How to Prepare for an Interview with a Law Firm (or You Got the Interview, Now What?)

Congratulations on landing that all-important interview! You are just a few steps away from getting the position with the law firm of your dreams. Making it this far shows that your resume demonstrated that you have the skills and experience needed for the job. Now you will need to let your professional persona move you forward in the process. But the real secret to a successful interview is being prepared. Here are a few tips to polish your interview skills and get you ready to nail it!


Mark your calendar! As soon as you are notified of your upcoming interview, mark the date, time, and location on your calendar. If the interview will be onsite, use your favorite and most reliable GPS software to estimate travel time and directions, then link to your calendar. If necessary, drive to the location in advance to set your most efficient route.


Know the format of your interview.  Today’s interviews are done in various formats. In-person interviews can be one-on-one or feature a panel of interviewers. Many times a first interview is on the phone or takes place as a video conference. Make sure you know the format of your interview so you’ll be ready! For example, if it’s a video conference, check to be sure your computer is working properly including microphone and speakers. Download any needed software and run a test on your computer if given the option. You might also consider preparing your smart phone in case all else fails.


Be presentable. If your interview will be in person, remember that first impressions are critical. Get enough sleep the night before to look refreshed and to help you think clearly. Reduce any potential last minute stress by laying out your clothes the night before and check for any basic grooming needs. When you look good, you feel confident.


Do your homework. Know as much as possible about the organization by visiting their website. Check web pages including their Home page, About Us page, News page, and any other pages to help you understand what they do, their culture, their mission, and what’s important to them. Explore the organization’s social media pages including Facebook, Twitter, LinkedIn, Pinterest, and Instagram by checking their latest postings to see what they are sharing.

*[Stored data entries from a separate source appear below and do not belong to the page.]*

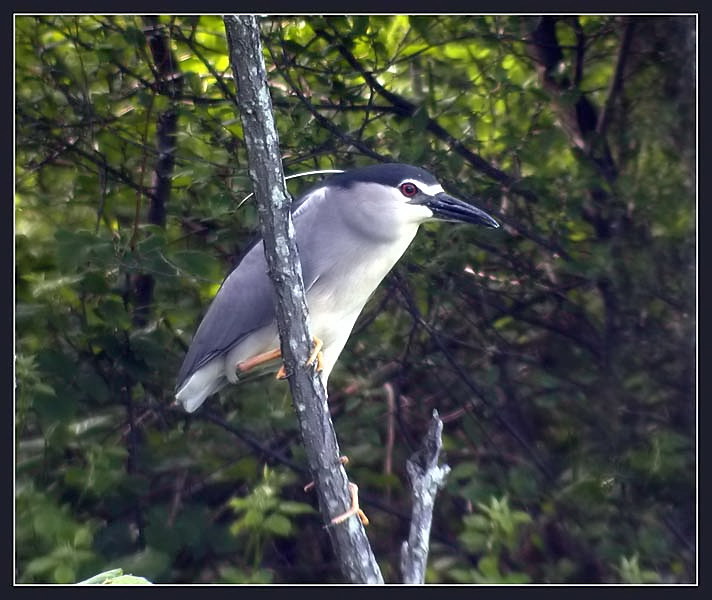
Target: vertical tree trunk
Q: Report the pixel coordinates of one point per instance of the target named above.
(348, 539)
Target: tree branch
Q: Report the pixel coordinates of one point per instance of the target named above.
(617, 80)
(426, 477)
(348, 539)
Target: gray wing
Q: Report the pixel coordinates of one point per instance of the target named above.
(245, 301)
(243, 304)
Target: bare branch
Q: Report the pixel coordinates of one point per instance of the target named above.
(349, 539)
(426, 477)
(617, 80)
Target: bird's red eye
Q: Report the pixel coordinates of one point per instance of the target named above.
(408, 189)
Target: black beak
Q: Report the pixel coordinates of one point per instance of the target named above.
(447, 208)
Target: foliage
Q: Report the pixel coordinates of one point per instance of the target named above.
(559, 350)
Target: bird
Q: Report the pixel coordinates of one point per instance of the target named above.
(350, 230)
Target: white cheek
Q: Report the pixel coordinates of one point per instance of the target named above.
(418, 213)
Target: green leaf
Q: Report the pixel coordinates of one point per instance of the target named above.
(278, 525)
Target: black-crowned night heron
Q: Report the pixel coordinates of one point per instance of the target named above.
(350, 230)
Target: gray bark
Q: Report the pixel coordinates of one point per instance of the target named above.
(348, 539)
(426, 477)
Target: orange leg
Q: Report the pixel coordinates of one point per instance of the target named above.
(355, 508)
(316, 355)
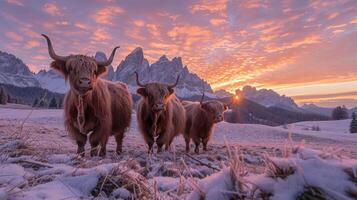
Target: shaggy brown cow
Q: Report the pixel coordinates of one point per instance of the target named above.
(160, 114)
(92, 105)
(200, 120)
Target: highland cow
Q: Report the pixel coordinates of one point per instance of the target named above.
(93, 107)
(160, 114)
(201, 118)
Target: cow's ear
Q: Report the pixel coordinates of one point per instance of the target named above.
(101, 70)
(60, 66)
(141, 91)
(204, 106)
(171, 90)
(225, 106)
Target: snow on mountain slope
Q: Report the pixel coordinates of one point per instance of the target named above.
(163, 70)
(269, 98)
(52, 81)
(312, 108)
(262, 161)
(14, 72)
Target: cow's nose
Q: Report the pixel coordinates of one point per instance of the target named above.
(84, 82)
(219, 118)
(158, 107)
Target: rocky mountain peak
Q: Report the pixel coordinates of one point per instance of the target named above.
(100, 56)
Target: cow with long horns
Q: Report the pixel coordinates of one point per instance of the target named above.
(201, 118)
(92, 106)
(160, 113)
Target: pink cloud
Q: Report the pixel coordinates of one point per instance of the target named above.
(15, 2)
(31, 44)
(216, 6)
(153, 29)
(14, 36)
(106, 15)
(52, 9)
(217, 21)
(101, 35)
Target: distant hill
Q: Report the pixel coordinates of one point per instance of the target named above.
(247, 111)
(268, 98)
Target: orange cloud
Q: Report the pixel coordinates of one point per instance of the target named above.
(81, 25)
(101, 35)
(15, 2)
(312, 39)
(153, 29)
(52, 9)
(31, 44)
(139, 23)
(332, 15)
(216, 6)
(14, 36)
(217, 21)
(253, 4)
(106, 15)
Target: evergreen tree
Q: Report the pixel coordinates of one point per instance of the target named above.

Know who you will be meeting with. Be sure to know the name and title of the person(s) you will be interviewing with so you can address them by name when you meet. This information will also be helpful when writing a thank you note and for any other follow up.


Be prepared for the discussion. Update your resume to include previous experiences, projects, and accomplishments that compliment and add value to the new position. Make mental or written notes to help you verbally Illustrate examples of your work, achievements, and relevant experiences. For example, negotiating vendor contracts, heading up a volunteer committee or making company presentations are all worthy mentions. You should also be ready to discuss what challenges you faced and conquered, things you were most proud of, and experiences that will help you in the new position.


Ask questions. Have a few questions ready that show you are genuinely interested in the job. For example, ask if the position is a new one or what types of challenges the position may encounter in the upcoming year.


Follow up! As the interview comes to a close, ask for business cards or email addresses if appropriate. You will need the details to send along a thank you note as soon as possible (within 24 hours after the interview) to express your appreciation for their time. Be sure to let them know that you are looking forward to joining the team and would be happy to provide any additional information. Hand written notes, although impressive, are not necessary.


Remember, half the battle of getting the new position is won once your interview is scheduled. Now it’s your time to shine and to show the interviewer why you truly are the perfect match. Ask yourself why you believe you are a fit for the job and get ready to convince the organization.